The project is titled “The Sidewalk,” and it consists of hours-long videos of different sidewalks in different cities in which I have lived. The first film was made in Tehran, Iran, from a French café on Enghelab (Revolution) Avenue: an important street in Tehran and the historic center of the capital’s book trade. Iran’s premier university, The University of Tehran, is also on this street. The street offers the chance to see different people with different bodies and clothes and from different socioeconomic classes all together in the same public space. The angle of the video looks down to the sidewalk, with the camera playing the role of observer.
The second film was made in Austin, Texas, from a restaurant on 6th street, a busy center of the city’s nightlife, and I am now making a third video, shot from inside a bookstore in New Orleans’ Frenchmen Street.
My videos are intended to record the rhythms of daily life while also discovering the patterns lived by people in the city. In the video series, I exhibit the diversity of people’s lived experience in the city: some go quickly about their daily business without noticing much, while others stay, working on the streets, selling their wares or playing music.
The video consists of three layers. The first layer is indoor; the second layer is the sidewalk, and the last layer is the street. We can see how people’s speeds change drastically across each layer. Inside the café and bookstore, they linger socializing and having coffee. On the sidewalk, they go and pass from left and right at a quick pace. While the videos in Austin and Tehran had only one long sequence, the video in New Orleans will reflect the new reality we are living in. It will have two sequences: one during the height of the pandemic, with the shops and bars closed, and another sequence shot after their reopening. We do not know when the pandemic will end, but we know Frenchmen street will once again see dancers, musicians, and happy, mischievous revelers.
Installation: The first video has been previously installed in two exhibitions. One installation was on a large wall at Co-Lab Projects (Austin, TX), with a life-sized projection that acted as a living a mural on the street. The other installation was indoor at the Asian American Resource Center (Austin, TX), where the video acted as a window to outside.

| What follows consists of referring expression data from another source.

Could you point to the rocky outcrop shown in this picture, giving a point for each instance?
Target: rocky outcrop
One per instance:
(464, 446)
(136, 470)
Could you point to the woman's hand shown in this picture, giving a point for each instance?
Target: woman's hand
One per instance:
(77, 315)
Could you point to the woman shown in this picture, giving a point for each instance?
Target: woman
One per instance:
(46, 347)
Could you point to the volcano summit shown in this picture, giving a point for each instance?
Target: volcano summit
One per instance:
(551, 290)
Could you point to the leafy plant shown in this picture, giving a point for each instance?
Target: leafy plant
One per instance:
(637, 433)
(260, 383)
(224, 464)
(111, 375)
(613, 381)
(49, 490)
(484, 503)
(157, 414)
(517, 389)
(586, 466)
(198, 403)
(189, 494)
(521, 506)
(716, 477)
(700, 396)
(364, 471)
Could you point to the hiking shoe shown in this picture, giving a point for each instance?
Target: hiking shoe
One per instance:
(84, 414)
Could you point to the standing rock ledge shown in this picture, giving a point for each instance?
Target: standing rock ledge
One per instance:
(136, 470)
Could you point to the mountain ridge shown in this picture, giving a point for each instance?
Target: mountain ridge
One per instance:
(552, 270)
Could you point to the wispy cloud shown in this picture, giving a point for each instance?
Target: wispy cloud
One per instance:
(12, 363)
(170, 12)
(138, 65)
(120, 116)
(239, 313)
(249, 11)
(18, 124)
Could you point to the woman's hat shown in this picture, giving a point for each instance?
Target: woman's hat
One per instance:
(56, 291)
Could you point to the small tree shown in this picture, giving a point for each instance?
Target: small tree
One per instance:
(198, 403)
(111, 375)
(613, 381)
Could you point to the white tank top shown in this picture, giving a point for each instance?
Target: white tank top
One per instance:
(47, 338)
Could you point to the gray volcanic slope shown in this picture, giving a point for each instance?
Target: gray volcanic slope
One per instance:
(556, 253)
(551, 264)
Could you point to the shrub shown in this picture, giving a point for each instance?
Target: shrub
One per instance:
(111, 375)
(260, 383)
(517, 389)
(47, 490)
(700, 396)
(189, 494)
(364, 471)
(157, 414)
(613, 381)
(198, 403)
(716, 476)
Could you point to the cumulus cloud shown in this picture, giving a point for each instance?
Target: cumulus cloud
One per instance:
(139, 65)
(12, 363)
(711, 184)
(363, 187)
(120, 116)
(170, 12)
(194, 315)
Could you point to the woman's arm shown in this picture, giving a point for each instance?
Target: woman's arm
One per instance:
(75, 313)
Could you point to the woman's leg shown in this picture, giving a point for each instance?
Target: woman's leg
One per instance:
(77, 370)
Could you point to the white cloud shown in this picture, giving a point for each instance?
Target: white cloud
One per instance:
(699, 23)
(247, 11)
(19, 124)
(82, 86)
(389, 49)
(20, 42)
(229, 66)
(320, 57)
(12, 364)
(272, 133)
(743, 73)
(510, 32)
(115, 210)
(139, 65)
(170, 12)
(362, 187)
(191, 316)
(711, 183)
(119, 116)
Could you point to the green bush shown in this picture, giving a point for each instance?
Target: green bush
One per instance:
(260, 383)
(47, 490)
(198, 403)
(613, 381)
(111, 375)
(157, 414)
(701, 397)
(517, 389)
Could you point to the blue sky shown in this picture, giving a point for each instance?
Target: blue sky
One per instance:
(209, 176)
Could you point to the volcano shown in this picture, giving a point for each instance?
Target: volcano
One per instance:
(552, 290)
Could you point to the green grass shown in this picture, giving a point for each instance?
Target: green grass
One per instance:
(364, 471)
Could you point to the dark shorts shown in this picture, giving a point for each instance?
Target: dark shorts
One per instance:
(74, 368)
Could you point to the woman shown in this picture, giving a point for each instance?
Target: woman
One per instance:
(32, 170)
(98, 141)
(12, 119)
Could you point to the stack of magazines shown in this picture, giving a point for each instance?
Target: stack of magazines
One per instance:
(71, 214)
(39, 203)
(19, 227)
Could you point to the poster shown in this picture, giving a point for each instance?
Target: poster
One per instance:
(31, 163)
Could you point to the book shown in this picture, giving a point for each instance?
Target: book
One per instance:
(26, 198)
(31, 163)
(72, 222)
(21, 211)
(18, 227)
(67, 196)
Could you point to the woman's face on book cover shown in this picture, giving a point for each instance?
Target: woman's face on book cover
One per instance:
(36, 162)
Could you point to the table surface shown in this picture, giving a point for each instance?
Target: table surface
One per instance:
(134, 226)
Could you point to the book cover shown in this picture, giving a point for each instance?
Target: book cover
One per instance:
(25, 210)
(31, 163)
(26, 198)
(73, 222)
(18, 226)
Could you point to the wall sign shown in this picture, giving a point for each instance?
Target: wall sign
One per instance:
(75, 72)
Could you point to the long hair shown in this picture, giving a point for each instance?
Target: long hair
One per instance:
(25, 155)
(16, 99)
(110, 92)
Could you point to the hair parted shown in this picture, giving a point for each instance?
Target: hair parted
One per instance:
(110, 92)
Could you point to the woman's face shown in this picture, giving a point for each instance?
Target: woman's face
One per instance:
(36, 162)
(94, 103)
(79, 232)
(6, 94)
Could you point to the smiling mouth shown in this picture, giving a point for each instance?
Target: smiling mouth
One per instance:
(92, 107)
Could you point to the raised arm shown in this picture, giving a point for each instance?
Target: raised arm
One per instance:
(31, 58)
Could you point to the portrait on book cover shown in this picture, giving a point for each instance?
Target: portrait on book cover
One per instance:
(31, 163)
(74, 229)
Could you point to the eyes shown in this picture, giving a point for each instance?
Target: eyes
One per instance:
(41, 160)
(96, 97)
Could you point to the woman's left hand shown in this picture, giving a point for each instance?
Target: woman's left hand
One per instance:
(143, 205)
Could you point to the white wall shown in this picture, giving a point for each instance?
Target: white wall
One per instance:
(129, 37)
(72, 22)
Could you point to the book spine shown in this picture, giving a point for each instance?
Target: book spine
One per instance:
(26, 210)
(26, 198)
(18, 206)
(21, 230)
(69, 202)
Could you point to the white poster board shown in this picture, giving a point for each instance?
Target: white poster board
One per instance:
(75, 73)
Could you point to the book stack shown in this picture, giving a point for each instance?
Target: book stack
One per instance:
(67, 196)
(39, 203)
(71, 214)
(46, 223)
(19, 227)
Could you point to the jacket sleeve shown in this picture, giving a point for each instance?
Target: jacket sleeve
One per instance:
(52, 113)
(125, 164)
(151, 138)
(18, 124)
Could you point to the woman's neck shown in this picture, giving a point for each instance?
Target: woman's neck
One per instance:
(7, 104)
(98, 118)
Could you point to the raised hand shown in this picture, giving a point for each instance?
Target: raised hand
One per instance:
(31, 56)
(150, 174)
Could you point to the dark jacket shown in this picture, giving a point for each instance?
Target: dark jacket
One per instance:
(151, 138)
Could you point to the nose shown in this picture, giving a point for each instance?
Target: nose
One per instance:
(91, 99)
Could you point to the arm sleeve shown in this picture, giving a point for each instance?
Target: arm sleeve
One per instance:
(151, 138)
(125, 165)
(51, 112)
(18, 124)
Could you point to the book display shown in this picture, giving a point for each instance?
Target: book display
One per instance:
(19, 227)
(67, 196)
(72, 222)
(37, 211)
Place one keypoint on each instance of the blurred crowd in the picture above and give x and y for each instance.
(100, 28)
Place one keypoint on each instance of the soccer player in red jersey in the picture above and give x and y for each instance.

While those projections were of Tehran’s streets in Austin, this project is now evolving to become a connection between many places and cultures. To do so, I will be installing it in different cities, where the video will be projecting the life of another far away city. Now that I am creating the video of Frenchmen street, my next step is to project the street life of New Orleans onto the streets of Tehran, where I hope to create my next installation.